The last poll, taken in June, showed most Iraqis think their country is headed in the right direction. That means Iraqis have more confidence in Iraq's future than Americans have about America's future.

Comment Posted By TallDave On 21.08.2006 @ 15:01

Massive troop deployment and engagement will only refuel and intensify the insurgency at this point. It is too late, with too many blunders already committed, to win the hearts and minds of the Iraqi people, so they may themselves extinguish the insurgency.

Sorry, but that's just silly. You talk about insurgency like it's a house on fire that everyone wants to put out, rather than self-interested parties acting in their perceived best interests. Sunni youth are fighting because it offers them a chance to seize power, achieve status, and earn money (either from ransom or from Saddamist/Al Qaedist paymasters). More U.S. troops, less U.S. troops, it wouldn't matter, because post-Fallujah this isn't a military problem, it's a civil disorder problem, and will be solved only with the imposition of Iraqi civil authority.

There are large numbers of people in Iraq who want, for various reasons, to commit murder. The major difference is that today those people are not running Iraq's government.

Iraq has had huge, bloody civil wars every decade for some time now, well before we ever showed up. The current violence is unfortunate, but everything that goes wrong in Iraq is not our fault, nor necessarily our problem to solve. The democratic gov't is in little danger of falling, Saddam is on trial, and Iraqis have a measure of freedom.

Comment Posted By TallDave On 21.08.2006 @ 13:53

But I realize many readers who have been following my evolving position on the War in Iraq know how pessimistic I have become over the last six months about the chances of that bloody land achieving anything like a stable, democratic government.

Huh? Iraq has a stable, democratic government NOW, blood notwithstanding, and 275,000 troops (they may not be model soldiers, but by all accounts the majority are superior to their enemies) to keep it that way. There's violence, but strategically there is no existential threat to the regime. The insurgency is local to Sunni areas, has no popular mandate at all, and really amounts to little more than a major criminal enterprise.

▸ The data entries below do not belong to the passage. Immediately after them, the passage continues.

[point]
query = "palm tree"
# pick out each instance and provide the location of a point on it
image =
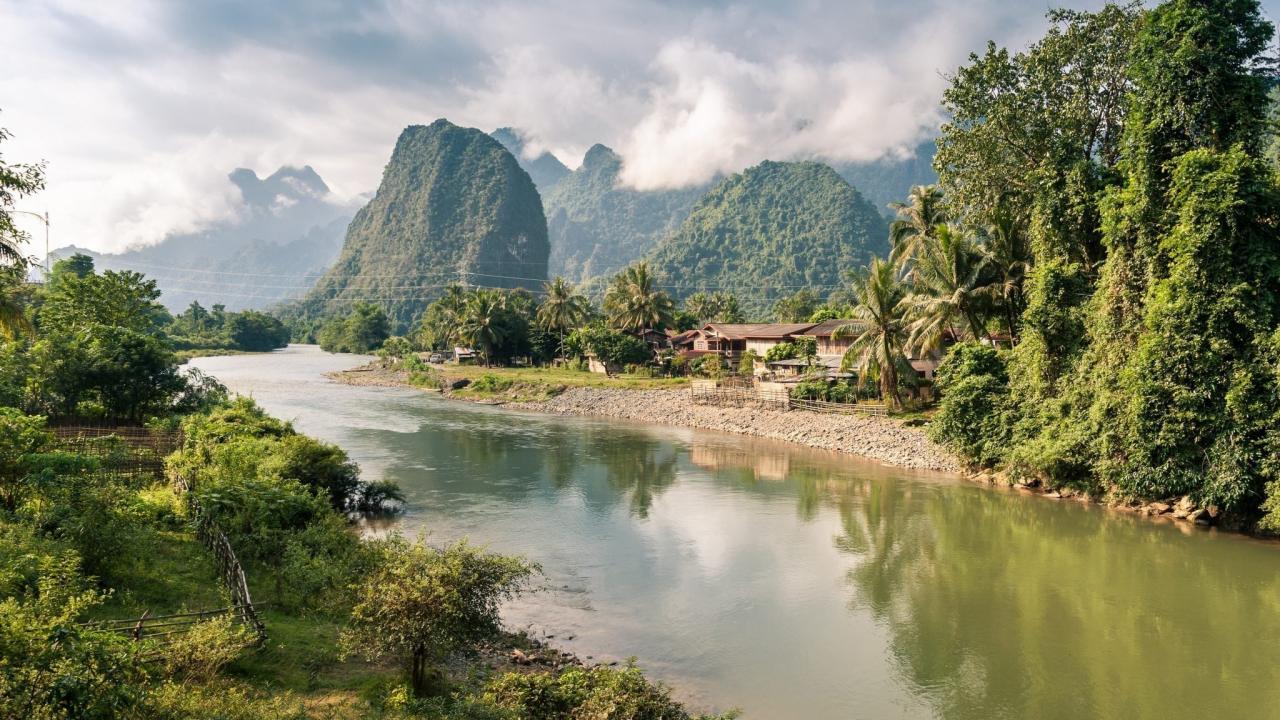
(880, 335)
(949, 287)
(917, 222)
(562, 309)
(13, 315)
(634, 302)
(438, 328)
(1009, 258)
(484, 322)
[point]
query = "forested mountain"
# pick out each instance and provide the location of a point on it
(769, 231)
(597, 227)
(287, 231)
(453, 206)
(890, 180)
(545, 169)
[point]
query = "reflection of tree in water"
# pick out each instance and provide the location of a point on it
(1000, 606)
(640, 466)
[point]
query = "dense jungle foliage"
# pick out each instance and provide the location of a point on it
(768, 231)
(1129, 145)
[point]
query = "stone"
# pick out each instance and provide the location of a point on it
(1200, 516)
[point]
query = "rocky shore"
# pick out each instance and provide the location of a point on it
(885, 440)
(877, 438)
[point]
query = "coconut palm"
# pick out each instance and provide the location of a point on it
(438, 328)
(1008, 259)
(915, 226)
(880, 332)
(562, 309)
(949, 287)
(634, 302)
(13, 315)
(484, 322)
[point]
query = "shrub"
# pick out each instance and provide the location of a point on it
(972, 418)
(199, 654)
(423, 604)
(492, 383)
(585, 693)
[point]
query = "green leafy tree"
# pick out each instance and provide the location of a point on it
(17, 181)
(634, 301)
(256, 331)
(423, 604)
(949, 288)
(915, 226)
(881, 336)
(562, 308)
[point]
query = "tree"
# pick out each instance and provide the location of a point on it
(17, 181)
(424, 604)
(113, 299)
(795, 308)
(1008, 255)
(634, 302)
(881, 336)
(915, 224)
(438, 328)
(13, 310)
(947, 288)
(485, 323)
(256, 331)
(562, 308)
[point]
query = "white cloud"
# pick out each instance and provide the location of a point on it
(141, 112)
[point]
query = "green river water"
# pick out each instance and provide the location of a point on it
(796, 583)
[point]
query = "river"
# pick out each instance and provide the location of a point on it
(798, 583)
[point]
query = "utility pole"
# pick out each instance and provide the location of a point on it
(42, 218)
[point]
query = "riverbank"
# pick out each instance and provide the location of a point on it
(885, 440)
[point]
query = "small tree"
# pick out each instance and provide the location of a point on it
(424, 604)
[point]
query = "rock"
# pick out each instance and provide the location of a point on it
(1184, 506)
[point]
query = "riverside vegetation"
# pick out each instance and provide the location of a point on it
(91, 532)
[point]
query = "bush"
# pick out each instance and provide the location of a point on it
(972, 417)
(581, 693)
(199, 654)
(492, 383)
(423, 604)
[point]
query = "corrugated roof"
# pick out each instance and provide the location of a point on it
(827, 327)
(757, 331)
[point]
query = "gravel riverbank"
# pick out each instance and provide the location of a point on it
(885, 440)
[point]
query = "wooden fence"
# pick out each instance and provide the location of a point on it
(165, 629)
(120, 450)
(739, 393)
(228, 565)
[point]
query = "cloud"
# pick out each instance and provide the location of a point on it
(142, 109)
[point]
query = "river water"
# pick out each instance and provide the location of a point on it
(796, 583)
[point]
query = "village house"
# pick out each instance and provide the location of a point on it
(732, 340)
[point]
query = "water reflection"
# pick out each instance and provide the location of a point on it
(798, 583)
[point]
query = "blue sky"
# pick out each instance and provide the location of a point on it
(142, 106)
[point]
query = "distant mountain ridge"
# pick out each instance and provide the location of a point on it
(769, 231)
(598, 227)
(453, 205)
(544, 169)
(286, 232)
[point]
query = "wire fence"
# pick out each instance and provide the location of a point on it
(740, 392)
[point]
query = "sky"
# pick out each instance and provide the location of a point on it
(140, 108)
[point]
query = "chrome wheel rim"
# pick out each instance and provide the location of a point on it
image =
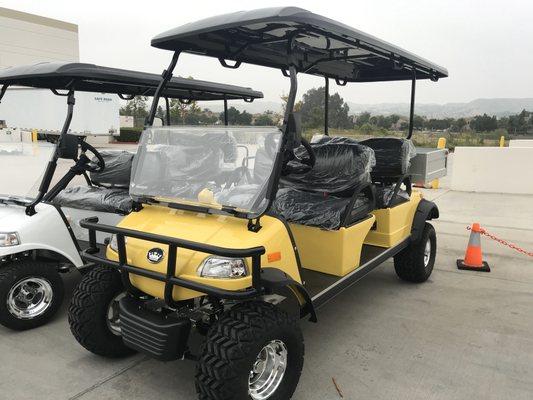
(30, 298)
(268, 370)
(113, 317)
(427, 253)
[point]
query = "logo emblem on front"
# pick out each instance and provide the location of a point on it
(155, 255)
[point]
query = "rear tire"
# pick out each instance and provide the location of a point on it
(415, 262)
(31, 292)
(231, 359)
(88, 313)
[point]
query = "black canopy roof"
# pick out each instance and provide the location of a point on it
(323, 46)
(94, 78)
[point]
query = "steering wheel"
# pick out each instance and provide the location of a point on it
(90, 165)
(300, 160)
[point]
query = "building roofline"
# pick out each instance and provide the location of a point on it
(37, 19)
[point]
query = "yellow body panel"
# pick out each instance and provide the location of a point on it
(332, 252)
(216, 230)
(393, 224)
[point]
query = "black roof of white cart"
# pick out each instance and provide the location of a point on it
(94, 78)
(322, 46)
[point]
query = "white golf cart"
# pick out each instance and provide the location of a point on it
(40, 237)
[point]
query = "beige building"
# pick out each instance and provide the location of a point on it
(27, 38)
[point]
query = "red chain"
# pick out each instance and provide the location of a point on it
(504, 242)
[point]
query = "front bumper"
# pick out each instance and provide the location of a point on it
(170, 279)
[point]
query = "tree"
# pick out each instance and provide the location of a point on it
(312, 110)
(458, 125)
(235, 117)
(264, 119)
(136, 108)
(363, 118)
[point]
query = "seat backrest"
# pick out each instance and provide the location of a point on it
(393, 156)
(117, 171)
(341, 165)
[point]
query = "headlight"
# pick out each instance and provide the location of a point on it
(9, 239)
(113, 243)
(221, 267)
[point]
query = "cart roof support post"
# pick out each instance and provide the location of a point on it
(326, 107)
(166, 75)
(3, 91)
(412, 110)
(167, 115)
(52, 164)
(226, 123)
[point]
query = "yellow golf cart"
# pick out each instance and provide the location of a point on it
(240, 231)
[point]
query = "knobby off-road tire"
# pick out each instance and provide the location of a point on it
(233, 345)
(42, 294)
(88, 313)
(415, 263)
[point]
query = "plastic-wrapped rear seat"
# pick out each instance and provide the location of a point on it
(321, 197)
(95, 199)
(341, 165)
(117, 171)
(393, 158)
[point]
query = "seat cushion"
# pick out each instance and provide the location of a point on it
(341, 165)
(95, 199)
(393, 156)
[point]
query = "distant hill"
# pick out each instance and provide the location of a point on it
(498, 107)
(255, 107)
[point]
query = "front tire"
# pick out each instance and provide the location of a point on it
(255, 351)
(93, 313)
(31, 292)
(415, 262)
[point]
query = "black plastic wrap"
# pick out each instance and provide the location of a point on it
(117, 171)
(384, 195)
(393, 156)
(95, 199)
(313, 209)
(341, 164)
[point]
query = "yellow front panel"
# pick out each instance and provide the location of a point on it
(332, 252)
(393, 224)
(222, 231)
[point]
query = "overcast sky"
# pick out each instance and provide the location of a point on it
(487, 45)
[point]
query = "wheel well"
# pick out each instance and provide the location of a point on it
(43, 255)
(277, 281)
(426, 210)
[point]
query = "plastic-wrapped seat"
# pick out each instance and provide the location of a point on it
(111, 200)
(336, 192)
(393, 158)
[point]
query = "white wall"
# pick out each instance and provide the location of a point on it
(27, 39)
(521, 143)
(493, 169)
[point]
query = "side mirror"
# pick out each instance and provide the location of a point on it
(68, 147)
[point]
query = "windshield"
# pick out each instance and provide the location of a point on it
(224, 168)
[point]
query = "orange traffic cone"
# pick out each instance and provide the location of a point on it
(473, 258)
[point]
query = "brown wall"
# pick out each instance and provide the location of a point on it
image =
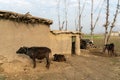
(15, 35)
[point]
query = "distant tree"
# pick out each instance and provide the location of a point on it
(107, 34)
(107, 23)
(114, 20)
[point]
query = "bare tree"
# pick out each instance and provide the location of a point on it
(114, 20)
(58, 10)
(92, 27)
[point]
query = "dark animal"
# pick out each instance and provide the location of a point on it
(36, 53)
(110, 49)
(86, 44)
(59, 57)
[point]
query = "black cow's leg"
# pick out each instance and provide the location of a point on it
(48, 62)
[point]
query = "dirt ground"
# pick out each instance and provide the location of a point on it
(90, 65)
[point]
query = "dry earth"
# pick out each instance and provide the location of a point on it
(91, 65)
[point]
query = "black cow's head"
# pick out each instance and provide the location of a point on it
(22, 50)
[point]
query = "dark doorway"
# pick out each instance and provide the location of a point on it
(73, 44)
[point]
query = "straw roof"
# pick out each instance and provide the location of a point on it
(23, 18)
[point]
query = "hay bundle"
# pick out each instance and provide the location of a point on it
(23, 18)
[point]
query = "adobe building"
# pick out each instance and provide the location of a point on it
(18, 30)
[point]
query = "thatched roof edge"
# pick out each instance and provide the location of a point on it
(24, 18)
(57, 32)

People are taking a not inconsiderable amount of civil disorder (which one might expect from the collapse of a brutal police state) and blowing it out of all proportion. Read Powerline's analysis of the Iraq violence and comparisons to actual civil wars; things could be a LOT worse.

As for Cobra II, I found it next to worthless as an analysis. It constantly makes cause and effect assumptions that have little or no basis in reality. It's basically a collection of DNC talking points.

There are a lot of problems in Iraq, but they do not come near to equalling the successes: we've crushed Saddam's regime, put the dictator on trial, and now Iraq is a democracy with one of the highest degrees of political freedom of any country in the region besides Israel.